I walked too much today. First, down to Chellah, a site of ruins of the Roman town that preceded Rabat and of a necropolis that the Merenids built on top of it. Then back into the center of town for lunch.
I poked around a few car rental places, and I think I've determined that it's more hassle than it's worth to try to rent a car for my wanderings. After lunch, I took a taxi to the bus station to investigate when buses leave for Larache. The answer seems to be "hourly".
Then I took another cab back to Le Tour Hassan. I wanted to go to Sale, but I think that the blue taxis they have here aren't allowed to leave the city. It's still pretty unclear. So I asked for the only monument I knew within easy walking distance of the bridge to Sale.
I'm having quite a bit of trouble with language. Everyone seems to believe that I speak French, even after I've told them I don't. For some reason, it's really hard for me to not respond in Spanish when I'm spoken to in a foreign language. Even when I know the Arabic for what I want to say (rare!). So a conversation starts with me trying to say something in phrasebook Arabic, the person responding in French, me telling them in French that I don't speak French, then me asking the follow-up question in Spanish. The one exception was one cab driver who spoke good English who accidentally spoke to me in Arabic. He said it was because my beard makes me look Moroccan. I'm not sure I believe him.
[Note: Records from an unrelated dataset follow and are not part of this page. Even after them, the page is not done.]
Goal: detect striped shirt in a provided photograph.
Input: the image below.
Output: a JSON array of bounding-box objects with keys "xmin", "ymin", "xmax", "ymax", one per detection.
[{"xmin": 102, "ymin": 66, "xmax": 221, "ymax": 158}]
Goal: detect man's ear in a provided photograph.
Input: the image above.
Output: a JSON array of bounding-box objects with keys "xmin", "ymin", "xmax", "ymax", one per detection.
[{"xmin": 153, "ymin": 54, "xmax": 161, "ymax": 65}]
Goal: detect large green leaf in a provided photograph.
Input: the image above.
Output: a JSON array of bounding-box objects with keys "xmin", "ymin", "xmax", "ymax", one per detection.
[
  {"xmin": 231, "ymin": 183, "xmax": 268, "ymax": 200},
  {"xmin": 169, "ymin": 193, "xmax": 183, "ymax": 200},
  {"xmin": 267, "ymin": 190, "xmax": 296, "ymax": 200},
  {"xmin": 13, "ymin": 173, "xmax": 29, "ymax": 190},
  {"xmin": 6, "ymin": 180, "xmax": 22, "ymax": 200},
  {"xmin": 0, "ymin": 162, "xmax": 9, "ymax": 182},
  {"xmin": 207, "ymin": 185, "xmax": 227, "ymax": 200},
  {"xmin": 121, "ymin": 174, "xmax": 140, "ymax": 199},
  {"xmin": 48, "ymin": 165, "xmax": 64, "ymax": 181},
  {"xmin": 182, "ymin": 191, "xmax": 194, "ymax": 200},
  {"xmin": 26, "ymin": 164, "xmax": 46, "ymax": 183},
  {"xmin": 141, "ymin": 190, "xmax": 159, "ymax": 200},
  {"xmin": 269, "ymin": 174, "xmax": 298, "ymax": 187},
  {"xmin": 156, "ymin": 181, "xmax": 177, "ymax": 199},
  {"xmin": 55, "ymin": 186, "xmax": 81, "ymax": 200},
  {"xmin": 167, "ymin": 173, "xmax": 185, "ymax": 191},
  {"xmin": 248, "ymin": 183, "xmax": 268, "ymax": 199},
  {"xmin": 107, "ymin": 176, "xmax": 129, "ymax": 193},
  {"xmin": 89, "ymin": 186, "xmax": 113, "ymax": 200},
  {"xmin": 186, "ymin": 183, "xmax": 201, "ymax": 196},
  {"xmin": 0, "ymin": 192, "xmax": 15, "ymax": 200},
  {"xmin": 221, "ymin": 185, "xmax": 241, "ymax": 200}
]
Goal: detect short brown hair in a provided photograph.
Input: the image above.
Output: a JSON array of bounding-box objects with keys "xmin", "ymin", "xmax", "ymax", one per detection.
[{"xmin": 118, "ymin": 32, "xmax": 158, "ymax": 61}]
Clean shaves, moustaches, aggressively groomed goatees, and bushy beards seem common here, but short full beards don't.
I spent the afternoon wandering around Sale, then caught a (white) taxi back to Rabat, along with five Moroccan women (the large taxis are shared). It's a little strange to me that women here are modest enough to clothe themselves from wrist to foot, with headscarf, but don't think twice about packing 7 people in a small car. I spent the early evening not-shopping on the Rue des Consuls, which is where most of the crafts markets are.